Well, I know that the inmates that I meet are men who have been violated in such ways. And I'm sure that mental hospitals are full of such people. Now, by way of hope, I am acquainted with a woman who is a Vipassana teacher who suffered such violation when she was young. And she first took up meditation and this allowed her to settle into a kind of first floor peace,

[39:25]

first floor coherence, first floor satisfaction with herself. And then she went into psychotherapy to deal with the basement, you know, all the rats and the nasty things that were down there in her unconscious. And then she returned to Vipassana meditation and she today is purified. She's maybe early forties and is a radiant personality. But somehow by her good karma she was able to, as an adult, to take herself in hand. But when I said no hope,

[40:30]

here's an exception. I think that somehow in the latter part of her childhood there must have been some sort, I don't know the details, some sort of intervention, some sort of help for her.
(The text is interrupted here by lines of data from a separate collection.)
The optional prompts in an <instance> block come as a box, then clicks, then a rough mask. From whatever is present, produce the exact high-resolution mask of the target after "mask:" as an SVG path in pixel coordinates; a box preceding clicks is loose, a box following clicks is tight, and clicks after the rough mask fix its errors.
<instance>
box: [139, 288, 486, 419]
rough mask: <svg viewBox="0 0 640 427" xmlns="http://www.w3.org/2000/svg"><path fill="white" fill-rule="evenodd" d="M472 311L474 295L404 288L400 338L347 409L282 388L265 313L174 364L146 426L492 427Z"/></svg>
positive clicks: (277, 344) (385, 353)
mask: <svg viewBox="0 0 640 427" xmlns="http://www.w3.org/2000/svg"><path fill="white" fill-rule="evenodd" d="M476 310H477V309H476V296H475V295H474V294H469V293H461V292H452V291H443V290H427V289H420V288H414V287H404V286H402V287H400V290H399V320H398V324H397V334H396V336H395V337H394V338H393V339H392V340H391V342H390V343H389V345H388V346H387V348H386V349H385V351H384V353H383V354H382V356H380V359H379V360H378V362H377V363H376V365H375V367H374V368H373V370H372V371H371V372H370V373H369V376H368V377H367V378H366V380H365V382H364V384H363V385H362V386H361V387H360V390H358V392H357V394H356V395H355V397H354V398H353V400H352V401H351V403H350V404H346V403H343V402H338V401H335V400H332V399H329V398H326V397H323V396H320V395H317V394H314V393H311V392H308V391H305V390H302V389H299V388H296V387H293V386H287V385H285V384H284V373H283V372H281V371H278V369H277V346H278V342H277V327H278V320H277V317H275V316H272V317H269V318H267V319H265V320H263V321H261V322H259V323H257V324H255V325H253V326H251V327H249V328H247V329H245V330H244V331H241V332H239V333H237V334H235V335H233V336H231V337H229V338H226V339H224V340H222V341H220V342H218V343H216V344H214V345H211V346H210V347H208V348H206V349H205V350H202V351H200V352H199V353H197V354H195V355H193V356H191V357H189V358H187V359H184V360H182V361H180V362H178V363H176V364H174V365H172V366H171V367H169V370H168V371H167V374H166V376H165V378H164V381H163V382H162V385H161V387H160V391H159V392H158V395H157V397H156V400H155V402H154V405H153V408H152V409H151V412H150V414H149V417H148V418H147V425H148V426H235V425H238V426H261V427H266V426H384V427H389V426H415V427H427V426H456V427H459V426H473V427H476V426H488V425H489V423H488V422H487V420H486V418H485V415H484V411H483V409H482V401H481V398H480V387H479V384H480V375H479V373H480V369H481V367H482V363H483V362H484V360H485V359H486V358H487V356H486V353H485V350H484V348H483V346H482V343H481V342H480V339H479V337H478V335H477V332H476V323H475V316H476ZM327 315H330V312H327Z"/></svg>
Or perhaps by the nature of the violation it was such that she could handle it by her own innate strength she could help herself. But I'm thinking more and more that my words of no hope are too extreme. It is possible, as we can see by this example, but it is surely very difficult. And the child is a child and the child is going to need constant work, I think, if the violation went on for extended periods. In the case of my friend it went on for several years.

[41:31]

So I would encourage you if you have influence in such a case or in cases like that to run, do not walk, to your nearest therapist for help. Does this address you? Yes, thank you. Yes, good. Okay. All right. Thank you very much for your wonderful participation. I've enjoyed this therapy. Thank you.